JAGGER JEST:We start this week’s news chewing with an item for rock fans. Mick Jagger, who is already a great-grandfather, announced he will soon become a father again. This will be his EIGHTH child. Mick Jagger is so old I predict this latest kid will be born with gray hair and dentures.
BELLY BUTTON BULLETIN: According to an item on CBC, the fastest growing cosmetic surgery in Canada is belly button adjustment. Mostly “outies” who want to be “innies.” I may get an extra belly button installed. One belly button just isn’t enough to hold all my lint.
MEAL DEAL: Thanks to the reader who emailed me the item about the restaurant in Singapore offering a romantic meal for two for two million US dollars. I checked and it’s true. The meal includes rare oysters, caviar and vintage wine. All for two million bucks. Ten bucks extra if you want cloth napkins instead of paper napkins.
ROBOT REPORT: Canadian airports may test robot security agents. Is this a good idea? If there’s an electrical power surge when the robot is frisking you, you could get a squeeze injury in a very personal place.
WHY FLY: Canadian plane builder Bombardier will build a jetliner with extra wide seats for overweight passengers. How about a plane with wider washroom doors that overweight passengers can squeeze through without having their body greased by a flight attendant?
SAD NEWS:Hollywood producer Garry Marshall died last week at age 81. He created one of the greatest ever TV shows, Happy Days. Without Happy Daysthere would have been no Fonz. Today’s youngsters think they are so cool. They will never be as cool as The Fonz. The Fonz would not text while riding his motorcycle. The Fonz would not take a selfie while combing his hair. The Fonz would not play Pokemon Go while flirting with Mrs. Cunningham.
PRINCE WINCE:In London, cute little Prince George turned three. Birthday gifts included a $7,000 rocking horse, a $2,000 puppy, a $23,000 playhouse, and other gifts totalling almost half a million dollars. Meanwhile, it was revealed Prince George already likes to play tennis. But he’s just a little guy. So when he wins a match, his butler jumps over the net for him.
HOT ENOUGH? Statistics show June was the 14th straight record hottest month. If our planet continues to get hotter, we may have to install an extra Equator.
DOOM DISS:Maybe you heard, there’s a group that says the world will end on July 29. There’s another group that believes the world already ended and we’re all just carrying on in our subconscious minds for the sake of Facebook.
MAYONNAISE MAYHEM:Last week near Brampton, Ontario, a busy highway was closed after a truck flipped and spilled its load of mayonnaise. The cleanup took 12 hours due to the sticky goopiness of the mayonnaise. Gee, if only a truck had flipped nearby and spilled burger patties, buns, lettuce and tomato, I would have a nifty story. But it didn’t. So I don’t.
VERY VEGETARIAN:A new survey shows more Canadians are vegetarians than ever before. I ate a great meal at a vegetarian restaurant last week. No, wait, that was a florist.

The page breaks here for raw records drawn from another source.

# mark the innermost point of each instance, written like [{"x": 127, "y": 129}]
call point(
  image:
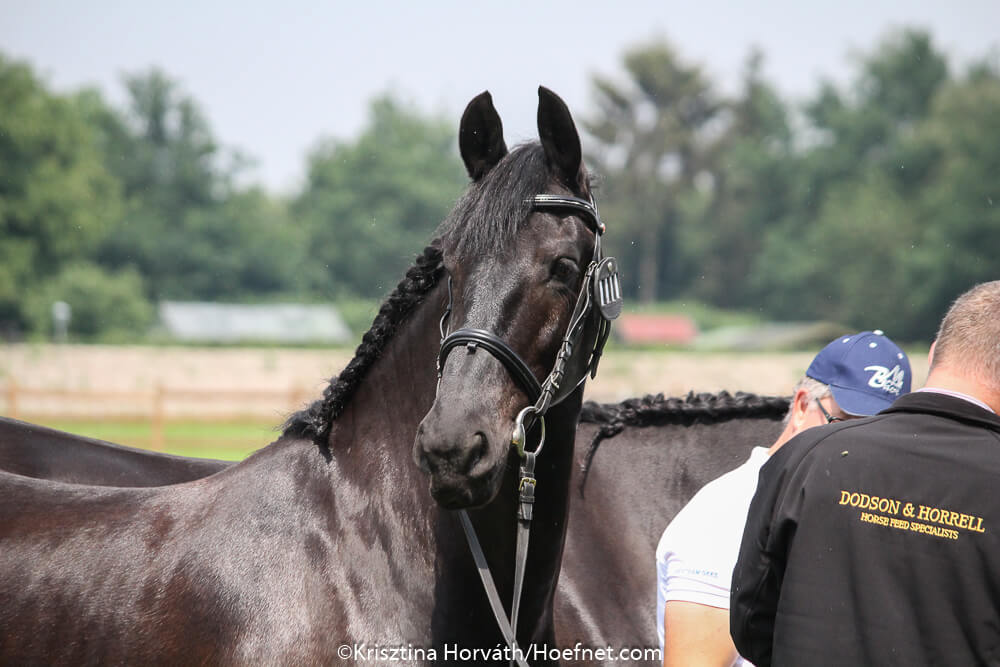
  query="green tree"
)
[
  {"x": 652, "y": 139},
  {"x": 369, "y": 204},
  {"x": 56, "y": 198},
  {"x": 722, "y": 232},
  {"x": 187, "y": 228},
  {"x": 104, "y": 306},
  {"x": 892, "y": 213}
]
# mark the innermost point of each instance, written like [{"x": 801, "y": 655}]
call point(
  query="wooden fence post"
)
[
  {"x": 157, "y": 436},
  {"x": 12, "y": 398}
]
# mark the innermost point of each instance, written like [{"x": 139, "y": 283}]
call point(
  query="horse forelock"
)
[
  {"x": 497, "y": 206},
  {"x": 483, "y": 222},
  {"x": 314, "y": 422}
]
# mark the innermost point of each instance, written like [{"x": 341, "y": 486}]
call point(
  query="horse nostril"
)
[{"x": 478, "y": 446}]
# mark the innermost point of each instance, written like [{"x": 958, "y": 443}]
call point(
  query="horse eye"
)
[{"x": 565, "y": 270}]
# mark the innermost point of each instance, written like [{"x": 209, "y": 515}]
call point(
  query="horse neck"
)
[
  {"x": 372, "y": 438},
  {"x": 462, "y": 608}
]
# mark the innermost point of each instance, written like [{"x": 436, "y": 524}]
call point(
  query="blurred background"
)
[{"x": 202, "y": 204}]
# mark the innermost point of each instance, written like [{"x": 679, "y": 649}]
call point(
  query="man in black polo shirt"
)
[{"x": 877, "y": 541}]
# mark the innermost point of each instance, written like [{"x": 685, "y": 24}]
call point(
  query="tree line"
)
[{"x": 871, "y": 204}]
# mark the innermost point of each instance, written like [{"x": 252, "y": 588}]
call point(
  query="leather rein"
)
[{"x": 600, "y": 288}]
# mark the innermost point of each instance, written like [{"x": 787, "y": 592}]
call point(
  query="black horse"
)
[
  {"x": 638, "y": 463},
  {"x": 325, "y": 545}
]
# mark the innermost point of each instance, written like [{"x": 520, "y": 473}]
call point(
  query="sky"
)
[{"x": 274, "y": 78}]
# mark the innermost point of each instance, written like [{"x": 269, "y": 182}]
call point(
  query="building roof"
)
[{"x": 233, "y": 323}]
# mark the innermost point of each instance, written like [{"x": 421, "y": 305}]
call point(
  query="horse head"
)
[{"x": 520, "y": 249}]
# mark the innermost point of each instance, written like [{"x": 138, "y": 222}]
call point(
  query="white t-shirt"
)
[{"x": 698, "y": 550}]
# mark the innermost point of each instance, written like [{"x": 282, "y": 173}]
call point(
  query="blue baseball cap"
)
[{"x": 866, "y": 372}]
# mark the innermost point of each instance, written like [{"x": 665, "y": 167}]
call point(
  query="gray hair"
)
[{"x": 969, "y": 337}]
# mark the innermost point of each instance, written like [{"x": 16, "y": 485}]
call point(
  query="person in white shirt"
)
[{"x": 853, "y": 376}]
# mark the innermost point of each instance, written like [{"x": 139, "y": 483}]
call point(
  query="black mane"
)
[
  {"x": 315, "y": 421},
  {"x": 704, "y": 407},
  {"x": 482, "y": 222},
  {"x": 650, "y": 410}
]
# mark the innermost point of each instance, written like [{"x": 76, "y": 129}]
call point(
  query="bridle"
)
[{"x": 600, "y": 288}]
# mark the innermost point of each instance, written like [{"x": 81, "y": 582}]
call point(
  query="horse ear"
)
[
  {"x": 560, "y": 140},
  {"x": 480, "y": 136}
]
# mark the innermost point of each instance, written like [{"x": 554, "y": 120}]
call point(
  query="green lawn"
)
[{"x": 229, "y": 440}]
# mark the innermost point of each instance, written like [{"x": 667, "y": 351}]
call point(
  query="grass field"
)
[
  {"x": 207, "y": 425},
  {"x": 227, "y": 440}
]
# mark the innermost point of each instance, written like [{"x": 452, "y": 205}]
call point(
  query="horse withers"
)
[{"x": 327, "y": 541}]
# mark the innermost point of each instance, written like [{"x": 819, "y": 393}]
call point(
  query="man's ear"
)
[{"x": 800, "y": 405}]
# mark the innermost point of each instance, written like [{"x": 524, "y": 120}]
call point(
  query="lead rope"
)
[
  {"x": 526, "y": 491},
  {"x": 491, "y": 590}
]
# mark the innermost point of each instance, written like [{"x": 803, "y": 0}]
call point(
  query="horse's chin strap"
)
[
  {"x": 509, "y": 634},
  {"x": 526, "y": 491},
  {"x": 601, "y": 289}
]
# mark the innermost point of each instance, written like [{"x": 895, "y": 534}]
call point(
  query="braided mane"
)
[
  {"x": 650, "y": 410},
  {"x": 315, "y": 421}
]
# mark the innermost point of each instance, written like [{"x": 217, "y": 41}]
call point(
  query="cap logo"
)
[{"x": 888, "y": 380}]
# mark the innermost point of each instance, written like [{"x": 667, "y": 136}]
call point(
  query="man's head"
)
[
  {"x": 968, "y": 342},
  {"x": 854, "y": 376}
]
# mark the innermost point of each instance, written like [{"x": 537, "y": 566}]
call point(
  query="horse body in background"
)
[
  {"x": 637, "y": 464},
  {"x": 44, "y": 453},
  {"x": 328, "y": 536}
]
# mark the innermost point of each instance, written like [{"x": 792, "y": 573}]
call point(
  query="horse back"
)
[{"x": 44, "y": 453}]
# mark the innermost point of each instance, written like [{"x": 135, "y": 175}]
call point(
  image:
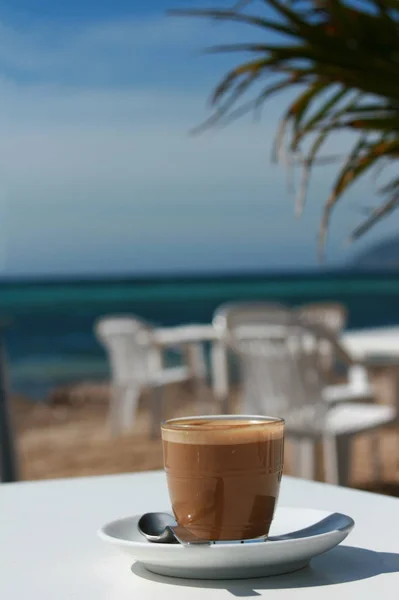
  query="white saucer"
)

TURKEY TALE:After last week’s attempted overthrow of the government the situation is calmer now in Turkey. People in Turkey are angry because they want democracy. They are angry because they want a higher standard of living. They are angry because they want a better name for their country.
FEUD FUN: The big showbiz gossip story of the week: Kim Kardashian is feuding with Taylor Swift. Maybe that’s what I need to boost my career—a feud with a celebrity. Mick Jagger offered to feud with me, but I don’t want to be accused of elder abuse.